I recently finished putting together a wonderful little ham radio transceiver from a kit. If you’re imagining a desktop-size Heathkit, think again. This was the latest creation from Steve Weber, KD1JV, who is the guru of a small but fanatically devoted cult of low-power radio enthusiasts. For several years, Steve has been designing some of the best ultra-portable ham transceivers on the market, then releasing limited-edition kits to his followers. These kits generally sell out in a matter of hours when Steve announces them on the group’s mailing list, and I’ve coveted one for quite awhile. Each iteration of the design has added a few more features.
This summer I finally got into the order queue early enough, and a couple of days later a disturbingly small box arrived in the mail. It allegedly contained everything required to build a highly capable HF transceiver covering three amateur radio frequency bands for CW (Morse code) operation. The way Steve packs so much into such a tiny space is to use surface-mount electronic components.

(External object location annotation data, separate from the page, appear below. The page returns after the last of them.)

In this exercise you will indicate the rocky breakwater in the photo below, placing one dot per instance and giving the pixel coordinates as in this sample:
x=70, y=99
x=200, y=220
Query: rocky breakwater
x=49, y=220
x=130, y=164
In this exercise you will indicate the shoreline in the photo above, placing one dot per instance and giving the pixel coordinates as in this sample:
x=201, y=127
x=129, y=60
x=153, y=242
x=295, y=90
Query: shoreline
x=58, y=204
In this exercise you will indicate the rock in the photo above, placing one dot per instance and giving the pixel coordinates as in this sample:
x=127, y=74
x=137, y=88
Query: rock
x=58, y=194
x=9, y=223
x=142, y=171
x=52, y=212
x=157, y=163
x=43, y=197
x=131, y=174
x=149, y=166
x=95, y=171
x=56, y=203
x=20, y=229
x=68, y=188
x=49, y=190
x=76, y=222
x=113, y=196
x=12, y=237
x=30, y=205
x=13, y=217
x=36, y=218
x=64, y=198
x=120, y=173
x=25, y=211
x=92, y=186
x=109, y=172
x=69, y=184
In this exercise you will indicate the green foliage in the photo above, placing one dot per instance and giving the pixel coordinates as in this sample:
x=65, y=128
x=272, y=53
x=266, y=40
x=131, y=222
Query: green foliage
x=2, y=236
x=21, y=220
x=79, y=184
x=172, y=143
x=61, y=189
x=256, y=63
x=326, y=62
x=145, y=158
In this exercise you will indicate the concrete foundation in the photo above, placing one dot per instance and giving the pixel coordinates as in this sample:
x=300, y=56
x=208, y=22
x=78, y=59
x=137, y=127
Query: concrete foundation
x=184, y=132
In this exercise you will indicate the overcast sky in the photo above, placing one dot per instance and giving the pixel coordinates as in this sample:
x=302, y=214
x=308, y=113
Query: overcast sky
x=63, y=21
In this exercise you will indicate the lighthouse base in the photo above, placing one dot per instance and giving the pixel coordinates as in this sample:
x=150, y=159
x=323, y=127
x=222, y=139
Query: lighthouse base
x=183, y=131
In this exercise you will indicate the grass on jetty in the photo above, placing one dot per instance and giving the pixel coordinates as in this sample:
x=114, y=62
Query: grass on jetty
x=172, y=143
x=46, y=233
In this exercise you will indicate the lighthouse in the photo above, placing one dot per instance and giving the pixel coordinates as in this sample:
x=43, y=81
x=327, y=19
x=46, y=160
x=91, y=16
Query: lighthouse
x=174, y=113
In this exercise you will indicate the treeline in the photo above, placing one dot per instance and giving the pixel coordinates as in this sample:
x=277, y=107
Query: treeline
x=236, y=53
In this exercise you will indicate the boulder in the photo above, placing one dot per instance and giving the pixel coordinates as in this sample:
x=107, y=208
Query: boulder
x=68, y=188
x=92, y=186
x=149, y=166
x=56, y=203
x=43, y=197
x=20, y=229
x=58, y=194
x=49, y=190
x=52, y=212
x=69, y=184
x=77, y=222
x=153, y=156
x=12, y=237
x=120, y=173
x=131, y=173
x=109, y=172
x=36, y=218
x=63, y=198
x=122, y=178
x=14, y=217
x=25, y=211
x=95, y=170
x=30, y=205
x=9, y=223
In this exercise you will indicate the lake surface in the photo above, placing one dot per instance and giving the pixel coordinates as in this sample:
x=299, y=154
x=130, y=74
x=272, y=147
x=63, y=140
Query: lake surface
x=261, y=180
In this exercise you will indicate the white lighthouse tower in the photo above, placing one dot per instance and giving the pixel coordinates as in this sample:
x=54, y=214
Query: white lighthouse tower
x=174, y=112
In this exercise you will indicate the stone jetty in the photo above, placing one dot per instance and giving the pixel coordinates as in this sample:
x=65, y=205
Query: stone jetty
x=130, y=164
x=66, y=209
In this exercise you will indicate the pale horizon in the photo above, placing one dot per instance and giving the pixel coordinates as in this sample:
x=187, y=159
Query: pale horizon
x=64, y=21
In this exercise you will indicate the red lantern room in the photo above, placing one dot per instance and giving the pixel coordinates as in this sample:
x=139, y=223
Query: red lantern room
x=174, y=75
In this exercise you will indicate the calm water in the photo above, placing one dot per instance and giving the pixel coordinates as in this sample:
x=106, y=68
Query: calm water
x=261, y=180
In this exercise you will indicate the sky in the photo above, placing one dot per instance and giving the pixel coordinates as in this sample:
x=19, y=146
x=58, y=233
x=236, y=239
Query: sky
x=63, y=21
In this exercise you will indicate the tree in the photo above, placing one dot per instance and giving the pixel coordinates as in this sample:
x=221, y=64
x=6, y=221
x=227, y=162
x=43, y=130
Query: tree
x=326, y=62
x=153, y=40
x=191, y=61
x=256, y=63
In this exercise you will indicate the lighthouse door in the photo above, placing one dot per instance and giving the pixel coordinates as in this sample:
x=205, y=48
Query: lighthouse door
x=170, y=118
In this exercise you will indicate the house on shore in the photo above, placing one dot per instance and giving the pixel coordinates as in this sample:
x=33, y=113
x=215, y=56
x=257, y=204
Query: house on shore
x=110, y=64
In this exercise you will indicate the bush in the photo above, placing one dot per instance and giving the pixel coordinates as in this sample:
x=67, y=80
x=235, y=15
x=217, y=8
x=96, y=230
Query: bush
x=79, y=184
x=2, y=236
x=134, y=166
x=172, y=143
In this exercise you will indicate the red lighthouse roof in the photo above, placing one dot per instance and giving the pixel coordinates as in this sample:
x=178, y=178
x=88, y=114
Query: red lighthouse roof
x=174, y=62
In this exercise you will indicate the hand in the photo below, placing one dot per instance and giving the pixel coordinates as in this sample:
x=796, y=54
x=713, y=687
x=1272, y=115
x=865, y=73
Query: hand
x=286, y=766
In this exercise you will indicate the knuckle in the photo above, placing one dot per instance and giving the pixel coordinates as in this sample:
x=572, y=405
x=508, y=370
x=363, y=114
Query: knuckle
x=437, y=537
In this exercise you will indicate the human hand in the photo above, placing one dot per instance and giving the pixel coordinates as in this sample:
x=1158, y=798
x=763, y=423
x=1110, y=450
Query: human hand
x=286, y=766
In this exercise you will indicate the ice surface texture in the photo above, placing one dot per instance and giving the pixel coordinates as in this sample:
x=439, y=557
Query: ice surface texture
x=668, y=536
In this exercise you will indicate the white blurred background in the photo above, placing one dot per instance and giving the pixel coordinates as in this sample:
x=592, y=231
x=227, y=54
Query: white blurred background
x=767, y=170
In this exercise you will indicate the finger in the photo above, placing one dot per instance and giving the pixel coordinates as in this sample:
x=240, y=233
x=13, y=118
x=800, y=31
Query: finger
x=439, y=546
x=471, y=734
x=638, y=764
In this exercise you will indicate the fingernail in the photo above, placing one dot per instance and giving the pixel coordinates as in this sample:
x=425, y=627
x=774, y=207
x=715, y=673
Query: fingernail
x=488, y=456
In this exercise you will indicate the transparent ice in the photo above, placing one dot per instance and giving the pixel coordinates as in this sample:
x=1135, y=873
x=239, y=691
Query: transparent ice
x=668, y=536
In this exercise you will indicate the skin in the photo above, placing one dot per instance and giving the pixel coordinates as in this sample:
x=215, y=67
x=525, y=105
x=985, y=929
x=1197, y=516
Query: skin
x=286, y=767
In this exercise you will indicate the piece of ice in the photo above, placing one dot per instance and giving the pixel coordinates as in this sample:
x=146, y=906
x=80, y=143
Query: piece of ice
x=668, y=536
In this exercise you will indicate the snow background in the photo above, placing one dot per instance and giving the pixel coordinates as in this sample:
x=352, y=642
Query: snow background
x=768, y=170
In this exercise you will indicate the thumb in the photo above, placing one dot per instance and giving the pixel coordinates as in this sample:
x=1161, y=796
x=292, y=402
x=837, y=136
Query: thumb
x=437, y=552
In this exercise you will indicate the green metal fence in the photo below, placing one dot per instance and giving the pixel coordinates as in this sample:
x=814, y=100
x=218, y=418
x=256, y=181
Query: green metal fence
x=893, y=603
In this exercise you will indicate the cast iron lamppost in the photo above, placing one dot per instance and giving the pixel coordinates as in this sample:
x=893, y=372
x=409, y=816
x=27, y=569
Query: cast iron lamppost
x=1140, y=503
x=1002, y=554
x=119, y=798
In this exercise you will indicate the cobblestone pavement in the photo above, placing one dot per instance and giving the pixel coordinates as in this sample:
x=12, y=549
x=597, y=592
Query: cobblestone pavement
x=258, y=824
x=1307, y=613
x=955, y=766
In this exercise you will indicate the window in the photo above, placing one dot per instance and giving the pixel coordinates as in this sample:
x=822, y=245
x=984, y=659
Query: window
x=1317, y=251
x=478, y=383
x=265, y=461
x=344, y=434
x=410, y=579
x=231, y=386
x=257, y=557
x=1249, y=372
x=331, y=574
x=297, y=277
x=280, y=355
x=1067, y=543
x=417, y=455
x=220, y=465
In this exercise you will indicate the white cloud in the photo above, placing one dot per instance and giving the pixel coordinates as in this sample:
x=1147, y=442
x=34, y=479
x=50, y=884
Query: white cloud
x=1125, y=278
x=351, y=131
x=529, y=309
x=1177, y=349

Tiny surface-mount parts are now standard in most of the electronics industry, but they’re designed to be placed and soldered by robots. In the surface-mount world, a 16-pin integrated circuit is no bigger than a peppercorn, and capacitors and resistors are the size of sand grains. Most electronic kit makers have shied away from these components because they believe hobbyists aren’t capable of handling such small parts. Steve and his followers disagree.
Armed with a syringe of solder paste from Cash Olsen, a very nice hot air soldering station, and an Optivisor head-mounted magnifier, I followed the very thorough instructions and was rewarded with a working radio, eventually. The kit itself is brilliantly designed, and Steve’s support for bumbling amateurs like me is astounding.
For an accelerated view of what it’s like to build a complex device from surface-mount components, here’s a time-lapse video of the project:
Once it was built, I discovered that this palm-sized radio is astonishingly good. Signals pop out of the noise with a clear tone, the built-in CW keyer is very easy to program, and a 9-volt battery provides ample power for a few hours of 5-watt operation. There’s no other radio that comes close to the MTR’s combination of portability and capability.
Though anyone will soon be able to order a completely built MTR V2 off the shelf, the experience of building one was great. Now I hope more kit makers start offering surface-mount kits, as I’ve come to prefer working with these components.